Frédérique Hébrard : La Chambre de Goethe




La chambre de Goethe est un roman sur l'enfance, celle d'une petite fille que tout le monde appelle Riquette. C'est sur le quai de la gare de Montauban, en 1980, que Frédérique Hébrard, âgée, évoque ses souvenirs pour faire l'inventaire de ce que l'on appelle les raisons de vivre.

Une enfance pas tout à fait comme les autres puisqu'elle se déroule en 1939 et que le père de la fillette n'est autre que André Chamson, écrivain cévenol, auteur entre autres de Roux le bandit, Le chiffre de nos jours. De plus les amis de ses parents se nomment Roger Martin du Gard, Jean Lurçat, Paulhan, André Malraux, Tristan Tzara, André Gide, André Wurmser, Jean Guéhenno... et j'en passe. Voilà déjà de quoi avoir une enfance exceptionnelle. Ce qui donne lieu a des descriptions pleines d'humour du point de vue de la petite fille :
J'ai de la chance, je dispose de gentilles grandes personnes. Les écrivains sont agréables. Ils ne ressemblent pas aux parents de mes camarades. Même quand ils sont très vieux, ils aiment s'asseoir sur la moquette."
ou
Il y avait aussi Gaston Gallimard, un petit gros qui n'avait pas l'air bête.." et encore "Saint Exupéry, mon premier aviateur"

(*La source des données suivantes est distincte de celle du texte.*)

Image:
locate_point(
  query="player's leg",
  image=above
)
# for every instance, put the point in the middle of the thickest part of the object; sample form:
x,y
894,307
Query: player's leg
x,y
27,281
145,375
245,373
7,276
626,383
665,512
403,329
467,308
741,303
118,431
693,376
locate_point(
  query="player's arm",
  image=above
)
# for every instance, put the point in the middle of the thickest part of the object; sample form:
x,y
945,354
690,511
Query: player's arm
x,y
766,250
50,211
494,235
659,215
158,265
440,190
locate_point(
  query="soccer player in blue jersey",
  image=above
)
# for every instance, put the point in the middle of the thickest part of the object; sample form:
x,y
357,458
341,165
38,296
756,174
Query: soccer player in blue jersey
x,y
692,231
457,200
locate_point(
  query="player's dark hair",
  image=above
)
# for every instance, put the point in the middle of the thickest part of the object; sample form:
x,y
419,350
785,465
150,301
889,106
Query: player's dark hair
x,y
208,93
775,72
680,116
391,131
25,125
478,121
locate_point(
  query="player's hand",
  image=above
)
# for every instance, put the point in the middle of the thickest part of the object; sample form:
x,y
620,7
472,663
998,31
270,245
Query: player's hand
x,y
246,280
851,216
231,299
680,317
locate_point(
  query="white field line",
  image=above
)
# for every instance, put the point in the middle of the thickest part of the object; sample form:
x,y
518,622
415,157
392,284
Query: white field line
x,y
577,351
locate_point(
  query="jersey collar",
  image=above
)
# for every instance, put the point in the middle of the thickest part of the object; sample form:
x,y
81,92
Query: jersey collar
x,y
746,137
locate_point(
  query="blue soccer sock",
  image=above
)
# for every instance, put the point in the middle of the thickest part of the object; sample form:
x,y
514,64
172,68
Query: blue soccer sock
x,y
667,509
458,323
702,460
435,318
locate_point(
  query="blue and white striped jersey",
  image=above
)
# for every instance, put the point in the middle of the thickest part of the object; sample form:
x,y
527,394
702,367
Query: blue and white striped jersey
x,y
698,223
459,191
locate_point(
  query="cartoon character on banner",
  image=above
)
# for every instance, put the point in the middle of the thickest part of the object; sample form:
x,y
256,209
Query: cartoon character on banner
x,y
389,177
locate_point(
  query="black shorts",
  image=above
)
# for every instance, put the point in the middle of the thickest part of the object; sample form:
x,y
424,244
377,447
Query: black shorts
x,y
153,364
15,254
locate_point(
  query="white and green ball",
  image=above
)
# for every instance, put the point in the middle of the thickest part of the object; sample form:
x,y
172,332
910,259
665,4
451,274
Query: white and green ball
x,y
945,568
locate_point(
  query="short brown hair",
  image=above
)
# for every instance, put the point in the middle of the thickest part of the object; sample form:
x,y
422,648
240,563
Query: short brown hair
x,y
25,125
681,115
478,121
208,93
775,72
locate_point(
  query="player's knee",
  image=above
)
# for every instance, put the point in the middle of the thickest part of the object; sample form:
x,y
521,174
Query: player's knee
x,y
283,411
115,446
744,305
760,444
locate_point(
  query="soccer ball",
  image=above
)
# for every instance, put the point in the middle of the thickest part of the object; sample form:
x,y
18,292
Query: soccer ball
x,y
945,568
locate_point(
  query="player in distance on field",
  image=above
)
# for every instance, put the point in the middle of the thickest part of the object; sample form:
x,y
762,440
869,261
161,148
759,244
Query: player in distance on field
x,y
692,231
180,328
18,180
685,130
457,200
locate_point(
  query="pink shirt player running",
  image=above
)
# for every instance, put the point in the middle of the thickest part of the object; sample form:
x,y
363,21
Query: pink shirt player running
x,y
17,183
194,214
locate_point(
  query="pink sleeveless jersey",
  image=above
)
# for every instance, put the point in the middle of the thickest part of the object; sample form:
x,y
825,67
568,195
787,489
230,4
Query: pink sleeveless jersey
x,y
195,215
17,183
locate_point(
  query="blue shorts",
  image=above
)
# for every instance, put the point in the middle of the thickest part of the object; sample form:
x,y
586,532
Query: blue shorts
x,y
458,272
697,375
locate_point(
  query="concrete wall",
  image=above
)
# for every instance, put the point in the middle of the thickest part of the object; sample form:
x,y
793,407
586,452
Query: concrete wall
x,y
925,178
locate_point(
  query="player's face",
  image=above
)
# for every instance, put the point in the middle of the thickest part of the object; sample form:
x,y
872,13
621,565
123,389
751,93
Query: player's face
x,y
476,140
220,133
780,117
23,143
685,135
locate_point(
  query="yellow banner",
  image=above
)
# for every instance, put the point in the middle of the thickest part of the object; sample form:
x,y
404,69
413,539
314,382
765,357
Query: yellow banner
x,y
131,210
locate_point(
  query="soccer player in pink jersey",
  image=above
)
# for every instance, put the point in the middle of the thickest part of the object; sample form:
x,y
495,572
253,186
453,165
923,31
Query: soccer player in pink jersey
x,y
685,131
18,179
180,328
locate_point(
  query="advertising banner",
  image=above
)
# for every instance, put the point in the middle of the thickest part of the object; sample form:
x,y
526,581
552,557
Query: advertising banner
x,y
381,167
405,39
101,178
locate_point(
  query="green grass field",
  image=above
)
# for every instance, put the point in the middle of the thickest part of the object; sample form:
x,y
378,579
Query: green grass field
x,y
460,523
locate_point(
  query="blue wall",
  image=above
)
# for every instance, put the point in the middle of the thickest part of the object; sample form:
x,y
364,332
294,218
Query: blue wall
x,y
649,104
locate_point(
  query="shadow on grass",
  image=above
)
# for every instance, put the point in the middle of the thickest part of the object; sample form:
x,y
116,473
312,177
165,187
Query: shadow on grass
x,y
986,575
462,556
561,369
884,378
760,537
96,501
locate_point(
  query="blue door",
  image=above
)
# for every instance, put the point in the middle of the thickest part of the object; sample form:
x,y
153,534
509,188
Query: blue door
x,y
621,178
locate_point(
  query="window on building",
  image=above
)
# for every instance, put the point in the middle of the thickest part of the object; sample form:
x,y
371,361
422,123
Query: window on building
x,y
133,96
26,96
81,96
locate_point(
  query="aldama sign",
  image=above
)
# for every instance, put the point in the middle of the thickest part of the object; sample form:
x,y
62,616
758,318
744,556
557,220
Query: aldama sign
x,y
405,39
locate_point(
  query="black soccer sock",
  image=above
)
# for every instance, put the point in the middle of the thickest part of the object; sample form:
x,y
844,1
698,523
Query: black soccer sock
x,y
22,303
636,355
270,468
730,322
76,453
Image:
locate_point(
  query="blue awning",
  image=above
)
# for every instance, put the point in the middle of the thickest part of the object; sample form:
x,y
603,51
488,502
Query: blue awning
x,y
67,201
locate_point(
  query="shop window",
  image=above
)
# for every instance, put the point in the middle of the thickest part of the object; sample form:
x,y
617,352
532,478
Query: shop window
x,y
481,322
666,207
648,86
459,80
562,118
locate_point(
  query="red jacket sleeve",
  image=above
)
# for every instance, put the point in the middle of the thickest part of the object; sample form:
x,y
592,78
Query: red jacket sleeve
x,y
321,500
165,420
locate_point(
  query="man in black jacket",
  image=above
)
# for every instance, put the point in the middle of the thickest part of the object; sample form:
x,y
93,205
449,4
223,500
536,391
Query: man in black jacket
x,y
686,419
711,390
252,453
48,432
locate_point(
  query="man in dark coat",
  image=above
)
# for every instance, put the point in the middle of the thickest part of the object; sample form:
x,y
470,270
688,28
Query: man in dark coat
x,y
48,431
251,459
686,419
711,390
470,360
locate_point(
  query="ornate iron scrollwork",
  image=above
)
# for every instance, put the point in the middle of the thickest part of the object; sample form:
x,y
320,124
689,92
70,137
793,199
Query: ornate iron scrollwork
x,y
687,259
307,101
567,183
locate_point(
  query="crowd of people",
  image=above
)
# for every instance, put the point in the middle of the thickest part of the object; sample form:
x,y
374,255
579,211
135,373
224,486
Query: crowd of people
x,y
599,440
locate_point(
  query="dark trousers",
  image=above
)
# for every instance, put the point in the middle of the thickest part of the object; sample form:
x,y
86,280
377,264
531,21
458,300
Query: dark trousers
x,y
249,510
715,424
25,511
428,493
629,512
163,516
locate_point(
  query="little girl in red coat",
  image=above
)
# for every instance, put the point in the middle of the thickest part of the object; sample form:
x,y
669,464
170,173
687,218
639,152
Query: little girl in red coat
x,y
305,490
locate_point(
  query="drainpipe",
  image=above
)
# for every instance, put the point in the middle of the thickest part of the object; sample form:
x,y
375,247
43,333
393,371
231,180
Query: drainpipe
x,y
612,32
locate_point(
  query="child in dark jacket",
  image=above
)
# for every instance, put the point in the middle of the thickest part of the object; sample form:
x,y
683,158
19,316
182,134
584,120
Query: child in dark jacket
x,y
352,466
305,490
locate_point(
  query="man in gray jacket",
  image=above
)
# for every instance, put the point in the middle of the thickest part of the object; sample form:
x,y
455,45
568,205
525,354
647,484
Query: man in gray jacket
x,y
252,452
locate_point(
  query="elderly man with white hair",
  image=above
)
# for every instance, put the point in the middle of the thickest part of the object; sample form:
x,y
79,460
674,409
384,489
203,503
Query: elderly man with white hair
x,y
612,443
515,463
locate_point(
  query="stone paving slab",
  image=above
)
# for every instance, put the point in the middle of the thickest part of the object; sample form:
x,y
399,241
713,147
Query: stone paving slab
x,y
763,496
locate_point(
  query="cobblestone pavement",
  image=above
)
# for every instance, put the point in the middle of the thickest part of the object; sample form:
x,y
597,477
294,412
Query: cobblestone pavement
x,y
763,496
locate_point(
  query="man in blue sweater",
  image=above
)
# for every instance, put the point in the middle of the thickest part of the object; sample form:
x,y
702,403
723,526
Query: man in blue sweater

Mais ce n'est pas tout. Son père, André Chamson est conservateur des Musées Nationaux, sa mère archiviste et bibliothècaire du Louvres, à une époque où la préoccupation première est de sauvegarder les collections des grands musées français en les évacuant dans le sud de la France. La fillette est d'abord expédiée à Nîmes chez sa "mémé parpaillote" où elle fera ses études, puis elle suit ses parents selon les déplacements des oeuvres, de château en château. Et c'est alors l'aventure de l'Art, souvent inattendue, étrange. Ainsi les Chamson arrivent au chevet de leur fille opérée d'urgence avec deux Poussin et un Tintoret dans leur musette, le tableau Les Noces de Cana transporté en camionnette manque brûler dans un virage. Dans l'appartement de ses parents, Jean Lurçat déroule sa tapisserie intitulée La Liberté. Dans la chapelle de Loc-Dieu, le conservateur des peintures du Louvres ouvre une grande boîte capitonnée de rouge et présente aux enfants émerveillés, un sourire de femme qui émerge de l'ombre...
La Joconde
Même les plus petits l'avaient reconnue. Son nom chuchoté avait quelque chose de magique. Elle va bien, dit-il avec tendresse, et il referma la boîte aussi doucement qu'il l'avait ouverte.
Et puis c'est Montauban où les trésors du Louvres trouvent refuge au Musée Ingres, c'est  l'aménagement de la famille dans un vieil appartement qui garde des traces de sa somptuosité passée :  dans une pièce, un vrai Ingres au mur et un piano droit sur lequel repose une partition de Schumann, pièce que son père appelle La Chambre de Goethe. A cette occasion, l'enfant découvre l'universalité de la littérature et de l'Art au-delà de l'appartenance nationale et des violences des hommes.
Ainsi malgré les horreurs de la guerre, la disparition de personnes aimées, la peur, l'exil, les privations, la fillette tout en devenant adulte apprend l'espoir d'un monde libre, d'un monde débarrassé du Mal.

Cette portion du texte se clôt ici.